Low Cost Turntable - Incredible Performance


I highly recommend the Pioneer PL-30-K Belt Drive Line Output Automatic Turntable. Amazon offers for $400 but new in box are $299 on eBay now. I owned higher-end TTs and I can say this TT sounds as good. It is not well known compared to other brands, Replace the low end AT3600 cartridge though. A bonus is it is fully automatic.

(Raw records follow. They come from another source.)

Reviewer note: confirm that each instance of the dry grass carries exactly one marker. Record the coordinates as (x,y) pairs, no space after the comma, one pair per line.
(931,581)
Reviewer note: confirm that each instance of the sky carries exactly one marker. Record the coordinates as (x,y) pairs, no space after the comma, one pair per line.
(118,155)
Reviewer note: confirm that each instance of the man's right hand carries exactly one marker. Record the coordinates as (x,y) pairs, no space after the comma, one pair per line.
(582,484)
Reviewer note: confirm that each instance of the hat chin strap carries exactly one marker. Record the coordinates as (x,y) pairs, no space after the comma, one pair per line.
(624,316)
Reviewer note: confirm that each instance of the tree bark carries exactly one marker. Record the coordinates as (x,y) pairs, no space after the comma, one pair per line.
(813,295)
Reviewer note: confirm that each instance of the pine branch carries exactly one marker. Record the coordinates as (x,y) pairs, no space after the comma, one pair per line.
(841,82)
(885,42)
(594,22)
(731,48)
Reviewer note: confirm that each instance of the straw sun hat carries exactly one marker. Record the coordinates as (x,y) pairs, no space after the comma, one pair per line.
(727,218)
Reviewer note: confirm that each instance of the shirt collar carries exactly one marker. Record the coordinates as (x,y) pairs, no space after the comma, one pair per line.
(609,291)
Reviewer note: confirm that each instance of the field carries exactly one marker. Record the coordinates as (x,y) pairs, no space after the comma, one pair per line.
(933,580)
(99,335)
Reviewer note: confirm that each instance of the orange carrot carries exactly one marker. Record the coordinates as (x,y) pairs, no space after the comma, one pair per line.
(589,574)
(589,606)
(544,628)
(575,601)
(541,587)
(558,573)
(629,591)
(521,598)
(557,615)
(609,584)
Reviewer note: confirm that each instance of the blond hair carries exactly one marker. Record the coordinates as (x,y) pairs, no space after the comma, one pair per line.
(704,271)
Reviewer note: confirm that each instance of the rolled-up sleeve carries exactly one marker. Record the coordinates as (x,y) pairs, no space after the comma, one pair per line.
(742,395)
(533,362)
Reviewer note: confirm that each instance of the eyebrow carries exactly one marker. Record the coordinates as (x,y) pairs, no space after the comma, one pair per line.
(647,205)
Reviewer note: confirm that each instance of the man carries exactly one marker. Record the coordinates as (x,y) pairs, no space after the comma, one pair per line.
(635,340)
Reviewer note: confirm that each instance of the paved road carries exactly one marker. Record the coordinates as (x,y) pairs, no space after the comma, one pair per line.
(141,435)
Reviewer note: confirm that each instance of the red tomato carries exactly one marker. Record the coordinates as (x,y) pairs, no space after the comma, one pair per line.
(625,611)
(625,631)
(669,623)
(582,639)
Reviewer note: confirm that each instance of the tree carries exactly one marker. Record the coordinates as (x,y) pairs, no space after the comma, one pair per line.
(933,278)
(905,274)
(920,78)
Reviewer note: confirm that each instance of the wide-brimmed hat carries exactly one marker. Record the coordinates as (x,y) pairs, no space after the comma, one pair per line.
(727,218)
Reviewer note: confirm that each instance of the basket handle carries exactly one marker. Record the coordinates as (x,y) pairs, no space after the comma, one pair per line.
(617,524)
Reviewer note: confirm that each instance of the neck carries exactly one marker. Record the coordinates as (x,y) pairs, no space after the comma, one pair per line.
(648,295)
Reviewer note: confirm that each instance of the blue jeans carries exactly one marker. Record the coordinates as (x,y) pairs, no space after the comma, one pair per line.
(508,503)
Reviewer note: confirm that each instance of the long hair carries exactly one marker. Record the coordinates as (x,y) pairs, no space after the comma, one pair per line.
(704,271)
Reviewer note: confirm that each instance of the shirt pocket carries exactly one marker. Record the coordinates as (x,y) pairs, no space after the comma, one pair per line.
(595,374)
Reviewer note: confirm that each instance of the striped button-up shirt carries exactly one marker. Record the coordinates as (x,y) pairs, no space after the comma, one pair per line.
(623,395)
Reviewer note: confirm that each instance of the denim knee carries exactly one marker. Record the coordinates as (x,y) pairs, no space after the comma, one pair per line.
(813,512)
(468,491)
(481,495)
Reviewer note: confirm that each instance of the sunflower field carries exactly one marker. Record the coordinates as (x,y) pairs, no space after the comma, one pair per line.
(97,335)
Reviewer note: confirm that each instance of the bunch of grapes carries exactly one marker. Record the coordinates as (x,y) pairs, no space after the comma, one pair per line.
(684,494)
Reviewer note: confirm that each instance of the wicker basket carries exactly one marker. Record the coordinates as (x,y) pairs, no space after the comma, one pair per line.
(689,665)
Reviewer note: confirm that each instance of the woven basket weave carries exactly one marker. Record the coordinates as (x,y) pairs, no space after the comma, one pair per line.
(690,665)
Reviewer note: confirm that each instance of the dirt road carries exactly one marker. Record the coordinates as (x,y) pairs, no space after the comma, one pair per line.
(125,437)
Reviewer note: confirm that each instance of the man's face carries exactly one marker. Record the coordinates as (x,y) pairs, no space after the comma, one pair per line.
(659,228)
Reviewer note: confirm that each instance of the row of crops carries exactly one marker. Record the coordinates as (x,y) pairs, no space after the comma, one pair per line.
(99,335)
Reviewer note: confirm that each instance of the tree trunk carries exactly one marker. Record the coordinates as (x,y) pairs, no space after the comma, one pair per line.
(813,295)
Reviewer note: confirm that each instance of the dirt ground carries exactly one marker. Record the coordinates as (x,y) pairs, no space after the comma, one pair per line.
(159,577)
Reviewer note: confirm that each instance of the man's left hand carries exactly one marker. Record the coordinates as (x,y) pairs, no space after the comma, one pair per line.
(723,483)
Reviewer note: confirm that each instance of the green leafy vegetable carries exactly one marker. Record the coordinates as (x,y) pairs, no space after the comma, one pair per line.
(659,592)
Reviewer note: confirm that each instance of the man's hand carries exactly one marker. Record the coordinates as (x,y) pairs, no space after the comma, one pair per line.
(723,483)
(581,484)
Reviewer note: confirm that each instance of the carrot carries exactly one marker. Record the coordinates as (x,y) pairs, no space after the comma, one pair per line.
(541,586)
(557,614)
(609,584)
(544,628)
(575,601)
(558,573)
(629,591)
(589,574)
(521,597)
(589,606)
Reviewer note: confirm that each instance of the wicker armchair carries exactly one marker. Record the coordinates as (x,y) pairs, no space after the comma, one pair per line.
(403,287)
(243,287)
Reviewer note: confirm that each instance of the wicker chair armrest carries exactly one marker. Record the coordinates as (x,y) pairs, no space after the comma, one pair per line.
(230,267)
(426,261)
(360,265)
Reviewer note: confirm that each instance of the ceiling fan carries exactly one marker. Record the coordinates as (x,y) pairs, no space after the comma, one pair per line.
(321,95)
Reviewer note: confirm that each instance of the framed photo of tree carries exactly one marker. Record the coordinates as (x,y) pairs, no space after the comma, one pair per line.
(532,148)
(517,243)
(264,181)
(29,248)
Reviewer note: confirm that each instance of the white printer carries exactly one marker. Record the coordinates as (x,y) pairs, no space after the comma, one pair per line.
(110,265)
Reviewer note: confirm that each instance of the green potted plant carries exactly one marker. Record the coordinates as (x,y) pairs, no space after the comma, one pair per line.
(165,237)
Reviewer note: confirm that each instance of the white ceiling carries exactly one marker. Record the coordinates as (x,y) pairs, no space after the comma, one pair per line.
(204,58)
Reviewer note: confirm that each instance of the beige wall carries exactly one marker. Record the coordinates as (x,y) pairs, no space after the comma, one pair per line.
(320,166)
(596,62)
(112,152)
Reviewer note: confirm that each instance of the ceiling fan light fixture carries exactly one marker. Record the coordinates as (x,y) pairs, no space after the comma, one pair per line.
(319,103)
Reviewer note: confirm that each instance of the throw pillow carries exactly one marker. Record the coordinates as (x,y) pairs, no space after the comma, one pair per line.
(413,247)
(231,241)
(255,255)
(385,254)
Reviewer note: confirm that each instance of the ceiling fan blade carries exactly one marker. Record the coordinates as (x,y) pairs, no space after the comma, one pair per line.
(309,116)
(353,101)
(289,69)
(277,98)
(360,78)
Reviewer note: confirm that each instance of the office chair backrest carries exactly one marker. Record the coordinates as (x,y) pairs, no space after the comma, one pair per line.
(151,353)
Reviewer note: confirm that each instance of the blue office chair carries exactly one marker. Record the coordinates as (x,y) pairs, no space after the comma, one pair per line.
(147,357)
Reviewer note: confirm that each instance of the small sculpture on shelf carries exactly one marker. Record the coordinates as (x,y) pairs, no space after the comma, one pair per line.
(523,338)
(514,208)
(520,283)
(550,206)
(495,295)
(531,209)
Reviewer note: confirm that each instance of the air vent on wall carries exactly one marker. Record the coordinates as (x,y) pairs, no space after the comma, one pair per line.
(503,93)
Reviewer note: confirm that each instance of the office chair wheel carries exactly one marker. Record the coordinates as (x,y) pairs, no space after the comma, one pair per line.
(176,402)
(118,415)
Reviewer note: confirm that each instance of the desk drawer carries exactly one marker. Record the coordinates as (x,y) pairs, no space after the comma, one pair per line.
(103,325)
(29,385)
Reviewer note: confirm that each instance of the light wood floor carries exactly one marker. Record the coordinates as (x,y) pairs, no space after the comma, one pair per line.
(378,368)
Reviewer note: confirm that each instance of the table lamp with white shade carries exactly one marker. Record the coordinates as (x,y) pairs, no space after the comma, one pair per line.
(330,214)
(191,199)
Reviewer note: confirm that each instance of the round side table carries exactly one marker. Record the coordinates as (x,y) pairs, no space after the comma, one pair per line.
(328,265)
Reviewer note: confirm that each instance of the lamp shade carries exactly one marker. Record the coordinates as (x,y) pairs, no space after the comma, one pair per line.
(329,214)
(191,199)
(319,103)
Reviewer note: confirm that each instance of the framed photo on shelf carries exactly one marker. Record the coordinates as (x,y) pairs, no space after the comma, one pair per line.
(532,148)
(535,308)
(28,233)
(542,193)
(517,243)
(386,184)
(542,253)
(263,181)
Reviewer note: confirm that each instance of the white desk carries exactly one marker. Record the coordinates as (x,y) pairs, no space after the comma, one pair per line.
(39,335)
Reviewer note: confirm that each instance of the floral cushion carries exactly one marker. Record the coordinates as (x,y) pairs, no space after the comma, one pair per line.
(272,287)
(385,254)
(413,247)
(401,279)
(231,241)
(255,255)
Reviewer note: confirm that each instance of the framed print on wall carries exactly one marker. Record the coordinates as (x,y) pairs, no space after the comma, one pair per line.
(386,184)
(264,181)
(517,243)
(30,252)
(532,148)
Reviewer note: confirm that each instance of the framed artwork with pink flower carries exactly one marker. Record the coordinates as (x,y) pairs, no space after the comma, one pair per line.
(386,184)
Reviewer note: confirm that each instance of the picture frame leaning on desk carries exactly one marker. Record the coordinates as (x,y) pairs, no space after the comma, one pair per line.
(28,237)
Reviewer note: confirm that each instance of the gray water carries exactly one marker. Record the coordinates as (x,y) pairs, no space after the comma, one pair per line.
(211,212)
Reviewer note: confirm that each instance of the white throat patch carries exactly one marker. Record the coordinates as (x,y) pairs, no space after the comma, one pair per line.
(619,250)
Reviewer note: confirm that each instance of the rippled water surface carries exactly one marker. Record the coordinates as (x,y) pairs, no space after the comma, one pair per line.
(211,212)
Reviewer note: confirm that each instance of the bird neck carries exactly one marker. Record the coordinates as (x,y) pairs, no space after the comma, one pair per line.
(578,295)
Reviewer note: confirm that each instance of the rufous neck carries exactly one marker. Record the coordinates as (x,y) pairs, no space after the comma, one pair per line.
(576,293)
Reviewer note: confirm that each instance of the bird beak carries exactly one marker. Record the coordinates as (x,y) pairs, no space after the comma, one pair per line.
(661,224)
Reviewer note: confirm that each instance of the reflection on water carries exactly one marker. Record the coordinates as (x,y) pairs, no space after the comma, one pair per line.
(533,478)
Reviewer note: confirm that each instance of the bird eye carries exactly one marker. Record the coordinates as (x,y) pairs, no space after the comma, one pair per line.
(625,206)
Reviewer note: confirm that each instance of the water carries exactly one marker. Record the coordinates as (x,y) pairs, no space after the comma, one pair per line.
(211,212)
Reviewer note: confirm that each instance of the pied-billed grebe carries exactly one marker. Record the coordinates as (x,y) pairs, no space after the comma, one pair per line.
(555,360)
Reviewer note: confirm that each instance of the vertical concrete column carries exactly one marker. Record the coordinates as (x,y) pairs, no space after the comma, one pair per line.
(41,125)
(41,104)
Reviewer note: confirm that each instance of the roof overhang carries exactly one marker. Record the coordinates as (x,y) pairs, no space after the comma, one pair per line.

IMO you cannot go wrong with this purchase.

jimbennet

@oberoniaomnia 

 record wobble frequency is at 1 Hz

Thanks - I had a brain fade and got my starting point wrong.  33-rpm is about 0.5-Hz, not 2-Hz.  My mistake.  Hopefully it shows I was not relying on AI (though maybe I should have been!)

@thecarpathian 

"Grace, space and pace".

I am only saying that the GPS bit was still working near the start of the Eyre Highway!

When I was a kid, the owner of the local garage was a Jag nut.  The factory helped him a lot, because just after the Mark I was released, he floored the accelerator and collected a lot of scenery.  His diagnosis was that the engine rotated enough under torque that the engine drain plug fouled the steering mechanism.

(A couple of my friends independently still run Jaguars with V8 engines produced when Jag was owned by Ford)

@richardbrand ,

I think a Jag going 4000 km without breaking down is about as likely as a $299 turntable sounding "incredible"! 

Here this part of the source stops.